Cybersecurity involves protecting information systems, their components and contents, and the networks that connect them from intrusions or attacks involving theft, disruption, damage, or other unauthorized or wrongful actions. IoT objects are potentially vulnerable targets for hackers. Economic and other factors may reduce the degree to which such objects are designed with adequate cybersecurity capabilities built in. IoT devices are small, are often built to be disposable, and may have limited capacity for software updates to address vulnerabilities that come to light after deployment..
Access could also be used for destruction, such as by modifying the operation of industrial control systems, as with the Stuxnet malware that caused centrifuges to self-destruct at Iranian nuclear plants. Among other things, Stuxnet showed that smart objects can be hacked even if they are not connected to the Internet. The growth of smart weapons and other connected objects within DOD has led to growing concerns about their vulnerabilities to cyberattack and increasing attempts to prevent and mitigate such attacks, including improved design of IoT objects.
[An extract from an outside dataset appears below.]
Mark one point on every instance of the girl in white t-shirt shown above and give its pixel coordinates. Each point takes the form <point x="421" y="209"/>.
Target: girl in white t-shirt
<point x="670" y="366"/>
IoT cybersecurity will also likely vary among economic sectors and subsectors, given their different characteristics and requirements. Each sector will have a role in developing cybersecurity best practices, unique to its needs. The federal government has a role in securing federal information systems, as well as assisting with security of nonfederal systems, especially critical infrastructure. Cybersecurity legislation considered in the 114th Congress, while not focusing specifically on the IoT, would address several issues that are potentially relevant to IoT applications, such as information sharing and notification of data breaches.....
Since the days decades ago when some 'bright' people thought that connecting SCADA systems to the internet would be a good idea, right up to the modern connection of IoT devices to the internet, the realisation that there are bad people out there who are happy exploit the inherent weaknesses this brings to all such systems, including often highly robust corporate systems, is a very serious concern. This myopic approach to doing business is extremely short-sighted, leading to potentially catastrophic problems for all such users. The idea that connecting SCADA systems to the internet to save sending out two men in a van to check and adjust a valve would be a great money saver, completely ignores the fact that there is nothing to prevent bad people from taking over the SCADA systems themselves, leading to potentially catastrophic, and horrendously expensive, consequences. Just as, with modern IoT devices, the use of cheaply build IoT devices which do not have the resources to ensure proper security and privacy has led to terrible problems for society. Who realised when they connected simple video surveillance cameras to the internet that somebody would come along with the Mirai virus, and with a mere 125,000 live cameras under their control, create such a devastating impact on society as a whole?
The lax approach to security and privacy of some companies who should know better also beggars belief. A fellow researcher in another EU country decided to carry out some security and privacy research on smart homes recently. He expected it might be a challenge to find information on the subject. In the course of a day, he identified the leading installer of such systems in his region, in which the installer guaranteed the highest level of security for all their installed systems. He also identified all the users of such systems within a 30 minute radius of his office. He also was able to drive by a number of these installations, and from the privacy of his car, was able to connect to every one of these systems, open and close windows and doors, and could have carried out a host of other functions. All within the course of a single day. Worst of all, the 'high security' installations were all mis-configured, offering full access rights to the system, along with a 'highly robust' password of 'password'!! He and his team were alos able to take control of a smart car, which one of the team were driving, in order to take control of the vehicle, accellerating and braking at will. Frightening. However, perhaps not quite as frightening as the researchers who took control of a pacemaker fitted to a dummy. Just imaging the terror you would feel if you had a pacemaker fitted and a hacker took it over, or stopped it!
It is time for society to 'wake up and smell the coffee'. We all need to be a lot more thoughtful of the potential for disaster, and fully think through any new 'money saving' technology. Some bad people will always try to exploit it for their own ends.